Her voice was breaking. "Yes, Baelfire. It's me."
She could not take it anymore. Not this dull life where she did the same thing day after day, not being able to laugh and have fun, worrying about money everyday, being with a husband who loved her enough to imprison her, but not enough to start over with her. She had begged them to leave this seaside village. He could take his trade anywhere. Yet he refused. He used their son as his ensnaring point. "Baelfire has a good life here." "Bae can learn to read like we never did." "Bae needs healthy air."
And so she resented her son. She could not take long walks by herself, without him clinging to her skirts. He was timid, and afraid to be out of her sight. And even though she loved him like every mother loves her son, she felt trapped. She longed for adventure, yet her husband and child would not let her go. And this bitterness seethed. And seethed.
"Poppa said you were killed by pirates." She smiled sadly.
"Poppa was mistaken. I was killed by an angry, evil man."
"Not a pirate?"
"No."
Baelfire looked at her with soulful eyes, and she began to feel the tears well up. She fell to her knees and hugged him tightly. "I have missed you so much, Baelfire. I should have never left you behind."
"Did you not love me?" The little child is direct. His eyes are shining, tears threatening. Although the cavity where her heart should be, it aches all the same. "You left for a walk, and never came back. Poppa said you loved me, but I wasn't sure."
The sobs wracked her now. "Bae, it was the biggest mistake to leave you. I have loved you from the moment I knew you were in my tummy. After I left, I missed you everyday, and I wanted to come back for you when you didn't need Poppa anymore. But I knew in my heart, he loved you and could parent you much better than I ever could. But I died before I could come back. I was a coward. And I'm sorry. Please forgive me."

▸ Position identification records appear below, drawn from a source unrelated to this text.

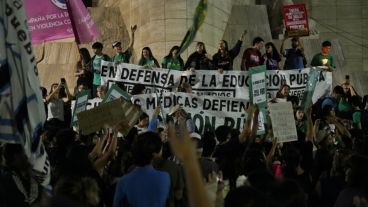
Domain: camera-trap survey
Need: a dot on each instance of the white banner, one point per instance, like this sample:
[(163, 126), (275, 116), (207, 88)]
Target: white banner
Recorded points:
[(207, 112), (209, 82), (283, 123), (92, 103)]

The boy looks unsure, scared by all the tears his mother is letting go for the first time in many years. "You love me?"
"Yes, Bae. Very much. Let me keep loving you."
Suddenly, she finds herself at the receiving end of a strangling hug, and a stage whispered, "I love you, Momma."
Then her child is not a child anymore. He is a grown man, with short hair, and the odd clothes they wear in this town. She takes in how handsome he is, and they both stand up, and regard each other. Her son smiles, takes her hand, and says "I go by Neal now."
He tells her his story. And she soaks it in. She rejoices at his bravery, and saddens at his weaknesses. For he inherited her impulsiveness, her black-and-white views, and lust for adventure. But he also inherited his father's sense of family. And for that, she smiles. He talks, and she predominately listens, until the hateful man appears.
"It's time to go." He says softly to her son. "You need wait for someone else."
She clutches his hand for she does not want this brief respite to end. She has finally found her son again. The hateful man regards her with an aloof look. He tells her she will meet her son again, but after both of them finish their unfinished business.